Things to Consider Before Purchasing Investment Property
ROI - Return on Investment
Real estate investors often see positive cash flow with their investment properties in today’s market, but the savviest investors calculate their approximate return on investment (ROI) rates before purchasing a property. To calculate your ROI on potential property investments, follow the steps outlined below:
Estimate Your Annual Rental Income
Search for similar properties currently up for rent in your area. Find an average monthly rent for the type of property you’re interested in and multiply that rent price by 12 for a year’s worth of income.
Calculate Your Net Operating Income
Estimate your potential annual rental income then calculate your net operating income. Your net operating income is equal to your annual rental estimate minus your annual operating expenses. Your operating expenses are the total amount of money it takes to maintain your property every year.

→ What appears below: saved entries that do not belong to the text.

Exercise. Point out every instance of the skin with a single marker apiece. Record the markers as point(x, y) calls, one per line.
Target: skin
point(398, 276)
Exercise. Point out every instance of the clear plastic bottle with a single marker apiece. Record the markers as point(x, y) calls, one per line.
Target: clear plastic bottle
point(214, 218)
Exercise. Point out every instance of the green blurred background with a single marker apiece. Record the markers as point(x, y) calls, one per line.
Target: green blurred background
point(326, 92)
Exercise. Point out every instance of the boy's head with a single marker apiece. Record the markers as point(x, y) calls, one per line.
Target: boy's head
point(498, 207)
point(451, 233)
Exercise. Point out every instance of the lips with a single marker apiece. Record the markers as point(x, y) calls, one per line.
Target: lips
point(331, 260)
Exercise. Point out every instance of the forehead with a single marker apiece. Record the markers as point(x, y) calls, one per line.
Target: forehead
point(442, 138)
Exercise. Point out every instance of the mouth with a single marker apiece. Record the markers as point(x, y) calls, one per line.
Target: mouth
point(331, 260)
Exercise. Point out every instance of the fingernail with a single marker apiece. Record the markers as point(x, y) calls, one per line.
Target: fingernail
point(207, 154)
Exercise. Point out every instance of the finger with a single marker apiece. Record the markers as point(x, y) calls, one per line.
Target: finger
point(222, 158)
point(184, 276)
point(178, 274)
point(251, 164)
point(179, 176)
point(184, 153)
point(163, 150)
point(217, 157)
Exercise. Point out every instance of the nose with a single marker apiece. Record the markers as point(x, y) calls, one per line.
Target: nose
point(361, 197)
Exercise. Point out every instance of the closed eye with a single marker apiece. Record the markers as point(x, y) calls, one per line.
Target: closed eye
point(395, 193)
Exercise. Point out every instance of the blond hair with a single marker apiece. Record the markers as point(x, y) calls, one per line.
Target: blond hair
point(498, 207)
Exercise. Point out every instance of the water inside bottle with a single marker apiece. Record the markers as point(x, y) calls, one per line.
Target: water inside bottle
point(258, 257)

These expenses include homeowners insurance, property taxes, maintenance and homeowners association (HOA) fees. Don’t include your mortgage loan or interest in your net operating expense calculation. Subtract your operating expenses from your annual rent estimation to find your NOI.
Find Your ROI
Finally, divide your NOI by the total value of your mortgage to find your total ROI. Your ROI helps you understand whether you should invest in one property over another. It can also give you an idea of your real estate investment’s profitability.
ROI Example Calculation
If you buy a $200,000 property you can rent out for $1,000 a month. Your total potential income is $1,000 × 12 months for a total of $12,000. If you assume that the property costs about $500 a month in maintenance fees and taxes the following would calculate the ROI.
- $500 × 12 = estimated operating expenses of $6,000.
- Subtract your operating expenses from your total rent potential: $12,000 − $6,000 = $6,000 of net operating income.
- Divide your NOI by the total value of your mortgage: $6,000 ÷ $200,000 = 0.03, which makes this property’s ROI 3%.
If you buy a property in a solid area and know you can rent to reliable tenants, a 3% ROI is great. However, if the property is in an area known for short-term tenants, a 3% ROI may not be worth your time and effort.